The plaintiff was more than an ordinary shareholder. According to the complaint, he created, with others, the corporation's most valued asset, the CAD program (paragraphs 8, 15). Additionally, he signed personal guarantees totalling more than $263,000.00 (paragraph 9), loaned the corporation $15,000.00 to pay employees (paragraphs 10; 13), was president and a major shareholder owning 1,600,000 shares (out of a total 7,000,000 shares) (paragraph 11) and was owed $38,000.00 in back salary (paragraph 13). The first count alleges breach of fiduciary duty against the defendants for failure to pay the plaintiff's salary and promissory note, failure to consummate a sale with Triumph Corporation (which could have benefitted [benefited] the plaintiff with a stock value of $1,200,000.00 — paragraph 14) and for surrendering the CAD program to the State of Connecticut. Said surrender allegedly left the plaintiff personally liable to lending institutions. The second count refers to the same facts and alleges that the actions constitute fraud; the third count again with the same facts alleges breach of contract and finally the fourth count alleges negligence.
b. The defendants maintain that this case is controlled by the decision of Barrett v. Southern Connecticut Gas Co.,172 Conn. 362 (1977) in which our Supreme Court found that a plaintiff who sought to represent all shareholders in a derivative suit but who was really seeking to vindicate his personal matters could not provide fair and adequate representation devoid of personal considerations. In Barrett, the plaintiff had several skirmishes with the corporation before certain administrative agencies concerning a proposed merger and rate increase. Barrett subsequently filed two suits, the first seeking damages and the second, in a derivative capacity, alleging waste as a result of the failed merger. In granting the motion for summary judgment, the court noted that:
it is clear that the damages Barrett seeks in his individual actions will adversely affect the equity interest of the same Southern shareholders he purports to represent CT Page 5421 in this action. The conflict between Barrett's simultaneous maintenance of the individual and derivative actions is made even clearer by the undisputed fact that both suits arise out of the same dispute.
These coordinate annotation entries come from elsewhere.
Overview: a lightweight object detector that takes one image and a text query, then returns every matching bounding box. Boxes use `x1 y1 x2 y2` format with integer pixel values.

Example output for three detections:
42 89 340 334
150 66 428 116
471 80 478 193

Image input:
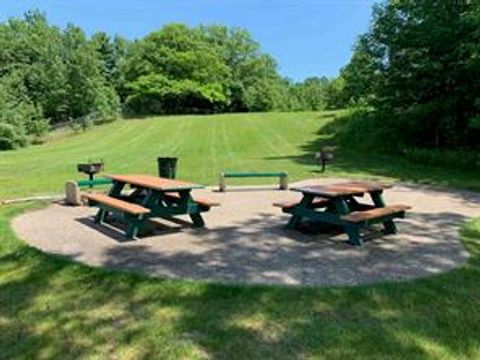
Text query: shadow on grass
0 205 480 359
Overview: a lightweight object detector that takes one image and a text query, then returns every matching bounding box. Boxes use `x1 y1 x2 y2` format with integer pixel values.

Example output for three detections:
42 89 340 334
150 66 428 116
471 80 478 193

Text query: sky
0 0 376 81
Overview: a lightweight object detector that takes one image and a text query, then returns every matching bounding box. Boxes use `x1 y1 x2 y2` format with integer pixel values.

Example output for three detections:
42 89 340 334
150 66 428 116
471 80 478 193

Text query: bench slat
273 198 330 209
165 193 220 207
222 172 288 178
82 194 150 215
342 205 411 223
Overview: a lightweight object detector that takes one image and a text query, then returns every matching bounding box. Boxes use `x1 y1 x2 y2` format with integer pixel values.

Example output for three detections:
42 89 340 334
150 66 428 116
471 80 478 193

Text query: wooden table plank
105 174 203 191
291 181 392 198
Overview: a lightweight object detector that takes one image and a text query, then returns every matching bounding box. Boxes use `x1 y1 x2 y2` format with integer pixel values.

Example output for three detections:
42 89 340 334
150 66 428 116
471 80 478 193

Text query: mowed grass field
0 112 480 199
0 112 480 360
0 113 333 198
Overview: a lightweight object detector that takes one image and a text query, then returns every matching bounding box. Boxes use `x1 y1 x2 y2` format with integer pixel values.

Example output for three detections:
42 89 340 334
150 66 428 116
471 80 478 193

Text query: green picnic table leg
287 194 315 229
180 191 205 227
333 197 363 246
370 191 397 235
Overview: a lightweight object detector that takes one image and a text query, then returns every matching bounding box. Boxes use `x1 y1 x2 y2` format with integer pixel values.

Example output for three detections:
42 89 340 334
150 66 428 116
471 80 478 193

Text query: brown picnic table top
291 181 392 198
105 174 203 191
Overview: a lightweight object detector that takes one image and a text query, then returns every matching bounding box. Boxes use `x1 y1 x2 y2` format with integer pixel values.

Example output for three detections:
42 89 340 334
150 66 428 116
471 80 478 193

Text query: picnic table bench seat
165 193 220 208
82 193 150 215
341 205 411 224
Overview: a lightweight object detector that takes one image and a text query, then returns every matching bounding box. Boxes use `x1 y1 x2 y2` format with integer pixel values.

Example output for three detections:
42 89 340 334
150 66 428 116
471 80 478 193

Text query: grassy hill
0 112 478 199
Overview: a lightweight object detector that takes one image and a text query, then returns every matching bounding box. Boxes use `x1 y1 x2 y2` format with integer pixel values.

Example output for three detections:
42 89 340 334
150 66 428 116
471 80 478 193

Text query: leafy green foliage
342 0 480 147
0 11 119 149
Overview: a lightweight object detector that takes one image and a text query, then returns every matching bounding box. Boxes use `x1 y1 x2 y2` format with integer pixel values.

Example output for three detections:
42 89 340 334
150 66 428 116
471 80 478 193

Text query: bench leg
190 213 205 227
280 176 288 190
383 220 397 235
287 215 302 230
345 226 363 246
94 209 107 224
218 174 227 192
125 224 138 239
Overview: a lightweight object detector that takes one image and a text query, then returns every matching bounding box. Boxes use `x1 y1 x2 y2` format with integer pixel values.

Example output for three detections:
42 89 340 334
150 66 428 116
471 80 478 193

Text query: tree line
0 11 341 149
340 0 480 149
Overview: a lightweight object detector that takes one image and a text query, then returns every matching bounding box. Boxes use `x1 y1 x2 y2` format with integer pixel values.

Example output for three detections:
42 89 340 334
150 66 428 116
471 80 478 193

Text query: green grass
0 112 480 199
0 113 480 359
0 207 480 359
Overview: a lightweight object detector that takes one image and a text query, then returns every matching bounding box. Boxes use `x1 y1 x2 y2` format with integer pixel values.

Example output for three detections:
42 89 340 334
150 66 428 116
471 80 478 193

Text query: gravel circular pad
13 179 480 286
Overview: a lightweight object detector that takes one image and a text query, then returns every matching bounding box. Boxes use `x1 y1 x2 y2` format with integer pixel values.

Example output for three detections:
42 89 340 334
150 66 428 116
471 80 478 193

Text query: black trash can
157 157 177 179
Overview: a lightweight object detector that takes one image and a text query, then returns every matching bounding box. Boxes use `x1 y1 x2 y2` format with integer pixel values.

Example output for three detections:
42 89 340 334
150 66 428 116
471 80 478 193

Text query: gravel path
12 179 480 286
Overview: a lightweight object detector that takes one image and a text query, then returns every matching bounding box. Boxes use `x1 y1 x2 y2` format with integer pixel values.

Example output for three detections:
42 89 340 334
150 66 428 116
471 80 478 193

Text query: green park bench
218 171 288 192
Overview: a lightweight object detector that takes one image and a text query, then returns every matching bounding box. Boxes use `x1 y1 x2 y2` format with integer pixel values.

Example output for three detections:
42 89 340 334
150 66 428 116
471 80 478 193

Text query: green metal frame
283 191 405 245
222 171 288 178
90 180 210 239
77 178 112 187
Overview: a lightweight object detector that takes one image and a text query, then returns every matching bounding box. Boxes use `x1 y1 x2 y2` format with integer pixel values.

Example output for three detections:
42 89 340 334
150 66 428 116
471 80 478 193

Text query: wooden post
65 181 82 206
218 172 227 192
280 174 288 190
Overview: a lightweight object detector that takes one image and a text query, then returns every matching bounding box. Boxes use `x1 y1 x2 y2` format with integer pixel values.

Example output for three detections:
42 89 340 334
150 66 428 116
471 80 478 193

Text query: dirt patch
13 179 480 286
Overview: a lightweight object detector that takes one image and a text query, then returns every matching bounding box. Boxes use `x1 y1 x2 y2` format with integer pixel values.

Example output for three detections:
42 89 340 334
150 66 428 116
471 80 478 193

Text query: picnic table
275 181 410 245
83 175 218 238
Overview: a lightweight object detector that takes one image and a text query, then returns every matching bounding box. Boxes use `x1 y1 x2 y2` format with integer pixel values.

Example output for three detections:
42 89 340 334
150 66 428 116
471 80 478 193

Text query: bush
0 123 28 150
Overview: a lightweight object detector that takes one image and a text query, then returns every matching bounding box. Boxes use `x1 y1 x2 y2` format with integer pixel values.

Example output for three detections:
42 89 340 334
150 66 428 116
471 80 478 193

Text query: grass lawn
0 206 480 359
0 113 480 359
0 112 480 199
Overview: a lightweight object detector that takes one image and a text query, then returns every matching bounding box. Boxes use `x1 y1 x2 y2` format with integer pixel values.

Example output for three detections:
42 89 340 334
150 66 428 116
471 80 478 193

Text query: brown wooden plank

It is clear from a review of the complaint that the interests in this case will come into conflict. The plaintiff is seeking damages for his salary, loan repayment and guarantee obligations. As noted in the earlier motion to dismiss, the corporation was dissolved in 1991 and according to the complaint, the corporation has no remaining assets. Should the plaintiff succeed in this suit, he would be claiming damages to the detriment of the other shareholders. While he may allege that this case is being brought for all the shareholders, his complaint makes it clear in all counts, paragraphs 25, 27, 29, 31, respectively, that the alleged acts constituted the specific wrong "for the reasons . . . that to the extent assets secured by a lien in favor of various banks and lending institutions was not thereby satisfied the banks claims on plaintiffs personal liability on the guarantees increased." (sic). While such a personal suit may be appropriate, it may not be mixed, in this case, with the derivative suit. The motion to strike is granted.